BLS also covers foreign body airway obstruction, the clinical term for choking. If an adult or child is choking and cannot talk, cough forcefully, or breathe, the protocol starts with five firm back blows between the shoulder blades, followed by five abdominal thrusts (the Heimlich maneuver). You alternate between the two until the object comes out or the person becomes unresponsive.

For infants under one year old, the technique is different because their bodies are too small for abdominal thrusts. You hold the infant face-down along your forearm with the head lower than the body, deliver five back blows with the heel of your hand, then flip the infant face-up and give five chest thrusts using two fingers on the breastbone. For pregnant individuals or anyone whose abdomen you can’t reach around, chest thrusts at the base of the breastbone replace abdominal thrusts.

If you’re alone and choking, you can perform the Heimlich maneuver on yourself by placing your fist just above your belly button, grasping it with your other hand, and thrusting inward and upward against a hard surface like the back of a chair.

Recognizing Cardiac Arrest

One of the trickiest parts of BLS is recognizing that someone actually needs it. An unconscious person might still be breathing normally, or they might be exhibiting agonal breathing, which looks like slow, irregular gasps. Agonal breathing is not effective breathing. It’s a sign of cardiac arrest, and CPR should begin immediately.

For bystanders without medical training, the recognition check is simple: is the person responsive, and are they breathing normally? If the answer to either is no, call 911 and start compressions. Healthcare professionals are trained to check for a pulse at the neck, but even for them, the guideline is to spend no more than 10 seconds checking. If you can’t definitively feel a pulse in that window, start compressions. It’s far better to give compressions to someone who doesn’t need them than to withhold them from someone who does.

BLS vs. Advanced Life Support

BLS uses no drugs, no IVs, and no advanced airway devices. It relies on hands, lungs, and an AED. Advanced Life Support (ALS) builds on top of BLS with interventions like intravenous medication, advanced airway tubes, cardiac monitoring, and rhythm-specific drug protocols. Paramedics and emergency physicians provide ALS; EMTs, nurses, lifeguards, and trained bystanders provide BLS.

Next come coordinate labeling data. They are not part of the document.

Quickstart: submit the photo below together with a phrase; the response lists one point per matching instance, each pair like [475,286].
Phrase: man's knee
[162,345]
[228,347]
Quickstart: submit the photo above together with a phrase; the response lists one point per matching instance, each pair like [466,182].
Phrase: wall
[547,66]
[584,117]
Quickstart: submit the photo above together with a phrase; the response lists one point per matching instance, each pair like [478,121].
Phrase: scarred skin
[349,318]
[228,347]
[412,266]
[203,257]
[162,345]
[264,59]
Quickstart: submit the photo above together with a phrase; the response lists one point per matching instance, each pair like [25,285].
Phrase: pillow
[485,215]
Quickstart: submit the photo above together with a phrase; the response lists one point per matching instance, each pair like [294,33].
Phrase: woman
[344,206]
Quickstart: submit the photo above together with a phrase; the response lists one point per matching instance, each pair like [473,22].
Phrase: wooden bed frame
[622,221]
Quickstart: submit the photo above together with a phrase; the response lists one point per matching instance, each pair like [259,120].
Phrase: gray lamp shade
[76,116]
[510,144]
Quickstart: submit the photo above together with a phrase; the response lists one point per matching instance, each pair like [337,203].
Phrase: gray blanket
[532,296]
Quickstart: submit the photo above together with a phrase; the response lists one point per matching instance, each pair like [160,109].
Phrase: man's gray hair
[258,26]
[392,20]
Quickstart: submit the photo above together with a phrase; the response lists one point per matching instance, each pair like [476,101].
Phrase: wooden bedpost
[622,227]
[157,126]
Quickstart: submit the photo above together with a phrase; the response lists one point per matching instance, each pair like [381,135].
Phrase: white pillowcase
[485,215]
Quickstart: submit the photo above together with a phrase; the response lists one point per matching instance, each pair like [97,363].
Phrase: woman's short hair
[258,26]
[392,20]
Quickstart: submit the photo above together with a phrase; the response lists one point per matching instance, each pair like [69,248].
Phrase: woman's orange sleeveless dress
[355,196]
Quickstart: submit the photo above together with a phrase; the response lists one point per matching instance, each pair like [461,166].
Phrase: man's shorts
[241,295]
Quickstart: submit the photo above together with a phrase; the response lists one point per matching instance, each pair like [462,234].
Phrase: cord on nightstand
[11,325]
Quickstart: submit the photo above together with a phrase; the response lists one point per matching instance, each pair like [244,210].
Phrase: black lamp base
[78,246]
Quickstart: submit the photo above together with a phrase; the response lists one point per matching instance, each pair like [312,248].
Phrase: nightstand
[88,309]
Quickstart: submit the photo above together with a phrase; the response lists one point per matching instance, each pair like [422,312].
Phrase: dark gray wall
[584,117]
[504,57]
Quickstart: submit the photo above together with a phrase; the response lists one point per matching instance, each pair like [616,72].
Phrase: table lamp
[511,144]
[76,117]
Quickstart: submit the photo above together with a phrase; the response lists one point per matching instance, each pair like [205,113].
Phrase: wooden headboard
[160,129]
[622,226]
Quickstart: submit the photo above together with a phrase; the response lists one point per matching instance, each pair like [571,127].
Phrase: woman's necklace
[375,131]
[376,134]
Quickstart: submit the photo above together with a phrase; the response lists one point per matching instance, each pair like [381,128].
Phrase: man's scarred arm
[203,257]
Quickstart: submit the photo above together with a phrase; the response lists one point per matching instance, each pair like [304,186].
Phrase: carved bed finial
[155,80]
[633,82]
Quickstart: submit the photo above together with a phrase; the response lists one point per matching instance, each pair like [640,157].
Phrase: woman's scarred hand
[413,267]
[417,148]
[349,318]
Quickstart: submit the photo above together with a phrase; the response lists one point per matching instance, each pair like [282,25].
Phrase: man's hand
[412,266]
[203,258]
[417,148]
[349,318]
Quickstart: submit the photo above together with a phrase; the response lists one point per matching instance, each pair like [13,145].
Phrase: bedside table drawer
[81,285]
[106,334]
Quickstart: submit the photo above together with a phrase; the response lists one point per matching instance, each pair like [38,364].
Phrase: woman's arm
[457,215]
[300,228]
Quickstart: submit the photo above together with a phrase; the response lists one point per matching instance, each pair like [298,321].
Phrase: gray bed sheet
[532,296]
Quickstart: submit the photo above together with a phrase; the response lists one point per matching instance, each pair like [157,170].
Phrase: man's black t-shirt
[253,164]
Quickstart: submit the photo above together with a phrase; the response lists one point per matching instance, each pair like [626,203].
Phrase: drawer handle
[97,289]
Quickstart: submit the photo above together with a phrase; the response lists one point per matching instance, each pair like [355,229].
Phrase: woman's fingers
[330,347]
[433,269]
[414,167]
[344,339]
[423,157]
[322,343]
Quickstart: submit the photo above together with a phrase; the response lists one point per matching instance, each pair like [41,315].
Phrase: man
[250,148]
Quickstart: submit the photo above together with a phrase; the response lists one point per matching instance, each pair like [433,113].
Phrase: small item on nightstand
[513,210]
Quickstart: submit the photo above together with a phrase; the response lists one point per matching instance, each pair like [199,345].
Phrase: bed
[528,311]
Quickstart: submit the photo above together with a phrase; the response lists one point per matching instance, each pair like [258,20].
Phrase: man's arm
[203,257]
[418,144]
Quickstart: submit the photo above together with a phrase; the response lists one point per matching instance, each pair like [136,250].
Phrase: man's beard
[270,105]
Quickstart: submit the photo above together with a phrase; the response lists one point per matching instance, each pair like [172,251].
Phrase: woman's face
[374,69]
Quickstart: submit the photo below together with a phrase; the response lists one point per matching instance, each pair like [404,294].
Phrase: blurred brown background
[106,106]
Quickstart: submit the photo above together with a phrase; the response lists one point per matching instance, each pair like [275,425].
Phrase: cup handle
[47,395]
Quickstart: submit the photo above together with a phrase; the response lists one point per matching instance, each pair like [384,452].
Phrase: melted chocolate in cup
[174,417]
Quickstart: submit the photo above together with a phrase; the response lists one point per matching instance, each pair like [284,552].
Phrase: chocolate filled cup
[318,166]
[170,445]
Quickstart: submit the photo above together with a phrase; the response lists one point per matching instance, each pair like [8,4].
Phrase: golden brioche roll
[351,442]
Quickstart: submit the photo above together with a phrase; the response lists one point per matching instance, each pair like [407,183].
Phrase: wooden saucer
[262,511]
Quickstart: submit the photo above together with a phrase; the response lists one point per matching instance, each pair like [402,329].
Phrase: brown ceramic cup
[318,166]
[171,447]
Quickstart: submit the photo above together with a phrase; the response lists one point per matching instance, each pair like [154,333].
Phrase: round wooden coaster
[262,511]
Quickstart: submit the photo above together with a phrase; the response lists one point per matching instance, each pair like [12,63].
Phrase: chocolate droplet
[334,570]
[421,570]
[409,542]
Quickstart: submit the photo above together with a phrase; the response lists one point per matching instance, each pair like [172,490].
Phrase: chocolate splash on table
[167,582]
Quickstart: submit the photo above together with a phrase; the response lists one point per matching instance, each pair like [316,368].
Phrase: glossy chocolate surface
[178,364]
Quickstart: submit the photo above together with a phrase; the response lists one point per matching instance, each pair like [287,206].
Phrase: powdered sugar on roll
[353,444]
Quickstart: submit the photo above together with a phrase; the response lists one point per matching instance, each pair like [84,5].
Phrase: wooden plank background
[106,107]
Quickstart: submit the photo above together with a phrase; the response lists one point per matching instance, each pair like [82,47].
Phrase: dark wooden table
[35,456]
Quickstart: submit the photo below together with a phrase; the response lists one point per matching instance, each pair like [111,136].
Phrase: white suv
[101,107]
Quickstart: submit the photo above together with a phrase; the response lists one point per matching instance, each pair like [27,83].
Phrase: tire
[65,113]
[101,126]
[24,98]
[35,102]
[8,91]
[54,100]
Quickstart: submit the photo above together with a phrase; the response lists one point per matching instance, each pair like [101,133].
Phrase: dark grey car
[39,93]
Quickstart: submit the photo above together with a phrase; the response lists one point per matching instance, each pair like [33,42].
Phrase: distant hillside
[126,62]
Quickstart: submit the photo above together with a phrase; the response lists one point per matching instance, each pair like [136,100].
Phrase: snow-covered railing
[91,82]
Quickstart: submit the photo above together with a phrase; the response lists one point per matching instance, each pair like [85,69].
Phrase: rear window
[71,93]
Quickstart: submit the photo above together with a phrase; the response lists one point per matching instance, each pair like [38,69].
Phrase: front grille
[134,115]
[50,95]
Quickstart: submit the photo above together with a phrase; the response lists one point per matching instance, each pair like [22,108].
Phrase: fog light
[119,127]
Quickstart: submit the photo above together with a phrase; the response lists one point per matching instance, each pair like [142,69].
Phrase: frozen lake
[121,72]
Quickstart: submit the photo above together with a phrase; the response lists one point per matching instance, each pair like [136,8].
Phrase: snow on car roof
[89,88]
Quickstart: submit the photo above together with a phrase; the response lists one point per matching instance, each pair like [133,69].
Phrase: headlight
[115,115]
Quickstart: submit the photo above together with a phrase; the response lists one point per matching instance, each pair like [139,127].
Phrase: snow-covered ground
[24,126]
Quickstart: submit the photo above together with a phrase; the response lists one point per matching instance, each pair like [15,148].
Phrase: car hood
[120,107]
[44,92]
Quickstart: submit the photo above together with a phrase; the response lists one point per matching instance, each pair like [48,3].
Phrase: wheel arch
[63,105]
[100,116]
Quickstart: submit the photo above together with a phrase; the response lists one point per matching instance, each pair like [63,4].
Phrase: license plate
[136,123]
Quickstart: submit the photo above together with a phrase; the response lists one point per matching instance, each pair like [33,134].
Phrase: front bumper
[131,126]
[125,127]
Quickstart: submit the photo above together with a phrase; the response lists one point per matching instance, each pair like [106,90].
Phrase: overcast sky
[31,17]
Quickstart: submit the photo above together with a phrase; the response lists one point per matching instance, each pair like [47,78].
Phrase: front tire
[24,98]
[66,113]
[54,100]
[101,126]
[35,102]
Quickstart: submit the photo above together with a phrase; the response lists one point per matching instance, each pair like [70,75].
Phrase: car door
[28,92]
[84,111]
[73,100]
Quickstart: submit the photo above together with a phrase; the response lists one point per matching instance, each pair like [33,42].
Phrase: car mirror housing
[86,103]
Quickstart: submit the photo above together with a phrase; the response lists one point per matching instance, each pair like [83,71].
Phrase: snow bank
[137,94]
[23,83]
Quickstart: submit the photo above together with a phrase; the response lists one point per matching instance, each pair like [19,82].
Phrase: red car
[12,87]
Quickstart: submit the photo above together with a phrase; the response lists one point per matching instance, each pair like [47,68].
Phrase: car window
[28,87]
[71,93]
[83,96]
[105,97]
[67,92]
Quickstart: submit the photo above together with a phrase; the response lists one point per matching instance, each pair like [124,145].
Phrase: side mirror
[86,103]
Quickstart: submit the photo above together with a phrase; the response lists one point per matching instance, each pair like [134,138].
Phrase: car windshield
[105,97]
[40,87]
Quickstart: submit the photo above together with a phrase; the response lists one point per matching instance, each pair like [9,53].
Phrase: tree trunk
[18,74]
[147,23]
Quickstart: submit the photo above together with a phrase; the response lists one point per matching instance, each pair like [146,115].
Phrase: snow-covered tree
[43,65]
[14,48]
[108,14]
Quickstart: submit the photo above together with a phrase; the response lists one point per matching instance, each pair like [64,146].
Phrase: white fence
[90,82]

The distinction also applies to ambulances. A BLS ambulance carries oxygen delivery systems, manual ventilation bags, an AED, blood pressure cuffs, a pulse oximeter, a blood sugar meter, tourniquets, wound care supplies, splints, and basic medications approved under local protocols. An ALS ambulance adds cardiac monitors, advanced airway equipment, a broader pharmacy, and IV supplies. In many emergency medical systems, a BLS crew responds first and an ALS unit is dispatched when the situation calls for it.

Who Gets BLS Certified

BLS certification is required for most healthcare professionals: nurses, doctors, dentists, paramedics, EMTs, physical therapists, medical and nursing students, and many others. It’s also common among teachers, coaches, lifeguards, flight attendants, and personal trainers. The American Heart Association’s BLS course results in a certification valid for two years, after which a renewal course is required.

You don’t need to work in healthcare to take a BLS course. The skills are designed to be usable by anyone, and community versions of the training are widely available. Given that roughly 70% of out-of-hospital cardiac arrests happen at home, the person most likely to need your BLS skills is someone you know.